The new economic and legal landscape is best seen in the Homestake water diversions from creeks around Mount of the Holy Cross. Aurora and Colorado Springs found virtually no opposition to the first phase, which was completed in 1967. By the 1980s, aided by new state and federal laws, the Eagle County commissioners denied permits for the diversions. They had the means and political will to see the process through. Skiing did that.
Later, in the 1990s, Vail saw its self-image as a vanguard for progressive environmentalism under attack. The lightning rod was a giant expansion, later called Blue Sky Basin, which alone was larger than many individual ski areas. It was perceived as a giant grasp for public land for the privileged few with possible adverse consequences to wildlife, including the Canada lynx. Jarring to many in the ski industry, recreation had became what logging trucks and mines had been a generation before.
What's a "real town"?
As a former resident of Vail, I sometimes find my skin crawling when I hear dismissive comments that "Vail isn't a real town." That's absurd. What makes one town real and another not? Arvada, where I now live, was platted in 1870, incorporated in 1904, and has 108,000 residents. Yet it has no hospital and scarcely a motel. Aspen has wonderful Victorian bones, two lively daily newspapers, and a voting majority that lives in deed-restricted affordable housing. Every place is different.

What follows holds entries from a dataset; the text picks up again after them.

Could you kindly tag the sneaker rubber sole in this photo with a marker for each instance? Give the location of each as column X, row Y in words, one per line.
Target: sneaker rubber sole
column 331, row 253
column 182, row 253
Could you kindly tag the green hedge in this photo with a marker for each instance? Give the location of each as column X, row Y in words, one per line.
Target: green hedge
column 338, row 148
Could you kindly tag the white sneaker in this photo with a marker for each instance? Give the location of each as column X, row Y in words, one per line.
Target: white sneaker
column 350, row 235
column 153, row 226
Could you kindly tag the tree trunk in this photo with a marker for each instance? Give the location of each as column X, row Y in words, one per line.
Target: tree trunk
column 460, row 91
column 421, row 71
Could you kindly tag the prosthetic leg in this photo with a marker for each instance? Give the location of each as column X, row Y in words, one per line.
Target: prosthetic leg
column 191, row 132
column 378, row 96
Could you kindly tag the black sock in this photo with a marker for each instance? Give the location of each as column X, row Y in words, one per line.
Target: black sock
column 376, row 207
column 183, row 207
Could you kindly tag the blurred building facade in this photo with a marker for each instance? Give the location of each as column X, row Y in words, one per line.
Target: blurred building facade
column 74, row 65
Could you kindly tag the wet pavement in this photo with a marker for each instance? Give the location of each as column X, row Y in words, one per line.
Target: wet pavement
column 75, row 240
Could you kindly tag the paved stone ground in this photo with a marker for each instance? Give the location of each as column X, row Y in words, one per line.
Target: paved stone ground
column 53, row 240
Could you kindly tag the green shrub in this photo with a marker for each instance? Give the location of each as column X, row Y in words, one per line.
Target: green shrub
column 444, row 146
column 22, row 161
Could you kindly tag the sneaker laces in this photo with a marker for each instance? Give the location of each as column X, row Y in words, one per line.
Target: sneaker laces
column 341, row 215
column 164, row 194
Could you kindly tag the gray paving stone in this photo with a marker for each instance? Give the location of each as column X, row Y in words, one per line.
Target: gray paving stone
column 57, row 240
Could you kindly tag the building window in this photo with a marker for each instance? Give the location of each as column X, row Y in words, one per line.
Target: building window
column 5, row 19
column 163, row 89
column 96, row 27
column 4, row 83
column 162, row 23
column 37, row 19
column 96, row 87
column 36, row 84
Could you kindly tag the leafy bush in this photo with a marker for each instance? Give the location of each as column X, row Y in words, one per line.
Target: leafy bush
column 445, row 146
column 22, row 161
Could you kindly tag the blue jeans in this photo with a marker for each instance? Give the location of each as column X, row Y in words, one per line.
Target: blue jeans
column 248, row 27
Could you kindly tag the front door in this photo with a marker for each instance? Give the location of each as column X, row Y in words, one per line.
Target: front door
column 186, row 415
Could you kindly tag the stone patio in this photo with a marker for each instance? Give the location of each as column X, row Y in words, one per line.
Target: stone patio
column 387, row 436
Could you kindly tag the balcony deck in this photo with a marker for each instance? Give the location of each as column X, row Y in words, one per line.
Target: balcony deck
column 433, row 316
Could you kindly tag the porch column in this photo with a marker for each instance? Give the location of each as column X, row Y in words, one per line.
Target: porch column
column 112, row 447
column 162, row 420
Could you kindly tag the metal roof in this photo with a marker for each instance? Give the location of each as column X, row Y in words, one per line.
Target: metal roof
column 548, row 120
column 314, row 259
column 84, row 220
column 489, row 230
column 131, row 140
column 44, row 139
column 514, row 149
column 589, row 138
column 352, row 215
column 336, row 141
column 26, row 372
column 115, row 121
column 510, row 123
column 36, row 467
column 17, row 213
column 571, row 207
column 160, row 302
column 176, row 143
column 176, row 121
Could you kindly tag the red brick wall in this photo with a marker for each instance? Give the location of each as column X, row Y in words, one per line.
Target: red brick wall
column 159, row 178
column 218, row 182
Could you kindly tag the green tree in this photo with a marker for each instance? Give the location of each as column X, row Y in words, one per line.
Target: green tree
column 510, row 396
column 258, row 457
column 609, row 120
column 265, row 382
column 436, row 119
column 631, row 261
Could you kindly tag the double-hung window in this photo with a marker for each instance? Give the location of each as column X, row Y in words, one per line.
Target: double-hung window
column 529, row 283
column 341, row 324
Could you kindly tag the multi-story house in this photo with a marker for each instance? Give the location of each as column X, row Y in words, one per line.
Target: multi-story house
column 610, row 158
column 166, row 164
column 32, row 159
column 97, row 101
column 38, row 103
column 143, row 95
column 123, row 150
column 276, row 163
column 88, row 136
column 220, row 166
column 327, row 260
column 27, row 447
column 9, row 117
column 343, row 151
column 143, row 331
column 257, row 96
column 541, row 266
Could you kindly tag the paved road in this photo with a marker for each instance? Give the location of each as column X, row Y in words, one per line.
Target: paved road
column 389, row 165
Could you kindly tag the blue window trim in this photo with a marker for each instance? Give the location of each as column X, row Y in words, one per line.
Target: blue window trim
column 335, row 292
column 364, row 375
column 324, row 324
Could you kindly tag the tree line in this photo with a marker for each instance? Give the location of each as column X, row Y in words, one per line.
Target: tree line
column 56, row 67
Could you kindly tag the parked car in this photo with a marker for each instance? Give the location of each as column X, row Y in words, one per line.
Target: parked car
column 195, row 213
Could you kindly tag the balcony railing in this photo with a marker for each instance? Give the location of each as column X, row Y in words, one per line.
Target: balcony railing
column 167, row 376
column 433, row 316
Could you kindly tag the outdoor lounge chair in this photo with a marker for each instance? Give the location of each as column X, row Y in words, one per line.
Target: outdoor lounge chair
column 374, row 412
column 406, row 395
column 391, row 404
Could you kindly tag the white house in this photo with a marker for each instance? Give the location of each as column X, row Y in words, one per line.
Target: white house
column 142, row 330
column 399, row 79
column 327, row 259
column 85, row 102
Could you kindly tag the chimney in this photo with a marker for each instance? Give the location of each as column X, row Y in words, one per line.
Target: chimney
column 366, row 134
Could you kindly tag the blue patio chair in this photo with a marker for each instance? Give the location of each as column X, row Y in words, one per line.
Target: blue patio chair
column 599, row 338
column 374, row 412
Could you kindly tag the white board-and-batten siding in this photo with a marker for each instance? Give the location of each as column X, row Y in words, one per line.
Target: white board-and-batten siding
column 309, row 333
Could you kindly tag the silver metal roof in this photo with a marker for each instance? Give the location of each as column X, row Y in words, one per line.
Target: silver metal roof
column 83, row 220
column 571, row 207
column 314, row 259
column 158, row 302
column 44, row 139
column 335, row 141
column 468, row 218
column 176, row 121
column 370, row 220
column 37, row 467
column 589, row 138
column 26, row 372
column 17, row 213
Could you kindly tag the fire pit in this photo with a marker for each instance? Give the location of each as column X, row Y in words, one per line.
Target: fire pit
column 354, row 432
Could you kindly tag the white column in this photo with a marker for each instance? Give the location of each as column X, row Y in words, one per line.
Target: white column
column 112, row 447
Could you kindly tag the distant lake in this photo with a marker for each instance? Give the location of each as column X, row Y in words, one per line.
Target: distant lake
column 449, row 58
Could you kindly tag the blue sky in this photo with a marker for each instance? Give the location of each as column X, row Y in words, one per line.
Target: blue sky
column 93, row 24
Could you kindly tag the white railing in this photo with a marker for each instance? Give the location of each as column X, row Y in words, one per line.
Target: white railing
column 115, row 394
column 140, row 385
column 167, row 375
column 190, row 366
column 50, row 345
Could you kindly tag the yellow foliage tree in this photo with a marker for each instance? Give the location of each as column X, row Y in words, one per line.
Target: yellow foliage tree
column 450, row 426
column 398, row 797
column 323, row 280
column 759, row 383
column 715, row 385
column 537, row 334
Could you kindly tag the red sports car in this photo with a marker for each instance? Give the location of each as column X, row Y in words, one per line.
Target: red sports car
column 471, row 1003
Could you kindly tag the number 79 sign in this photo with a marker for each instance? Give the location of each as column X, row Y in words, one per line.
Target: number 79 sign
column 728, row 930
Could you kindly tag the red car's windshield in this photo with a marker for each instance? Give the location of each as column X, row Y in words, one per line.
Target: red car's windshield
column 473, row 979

Looking ahead, skiing has lagged general population growth in the United States. Vail, Aspen and other resorts have been sizing up Brazil and other developing nations as potential markets. In Vail, more attention has been paid to wellness and something called "medical tourism." It's not all about skiing.
It's likely to be even less about skiing during Vail's next 50 years. Snow will continue to fall, and possibly more than now. But so will rain, wrecking the snowpack, and winters will become shorter as the result of all the carbon dioxide and other greenhouse gases we've been spewing into the atmosphere. Summers, a time of paradise in Vail and other mountain resorts, will become busier, as people from Denver flee the heat — much as they did last summer, but even more so.
But snow today provides 80 percent of the revenue at some lodges in Vail and 70 percent of the town's sales tax revenue. Whether hotter summers can deliver that same financial punch, well, that's one of the questions going forward. If I were a young person in Vail, I'd also be questioning the premise of an industry dependent upon cheap fossil fuels in a world likely to face carbon constraints.
In the 1880s in Leadville and Aspen, I'm sure it seemed like the grubbing for silver would continue for a long time. But by 1893, the downhill slide was on and it took Aspen more than 50 years to regain new vigor. Some of you will be there for Vail's next 50 years. Time will tell.